User talk:HBC NameWatcherBot/Blacklist/Archive 3

LickFoo Anchoring

{{editprotected}} The "LickFoo" regex pattern should be better anchored - as currently written it matches "click here", which, while possibly promotional, shouldn't really fall under that regex. A suggested replacement would be:

;(?<!c)lick ?(my|his|her):REGEX,LABEL(LickFoo)

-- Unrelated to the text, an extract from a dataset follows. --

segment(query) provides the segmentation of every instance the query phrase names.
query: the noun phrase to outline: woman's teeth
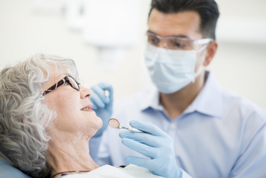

I initially thought of using a "\b" word boundary metacharacter, but that wouldn't work if it was inside of a username built as a single word. The negative lookbehind expression should do the trick - it'll only match if "lick" isn't preceded by a "c", which is probably sufficient for the single FP reported on the entry. Other suggestions or a slightly different implementation welcome as well, of course. —Krellis (Talk) 15:30, 18 February 2009 (UTC)

  Not done - I think that this is a better solution to the problem. עוד מישהו Od Mishehu 07:07, 19 February 2009 (UTC)
For future reference, \b does match the beginning and end of a string as well as any non-word character. Chillum 13:58, 19 February 2009 (UTC)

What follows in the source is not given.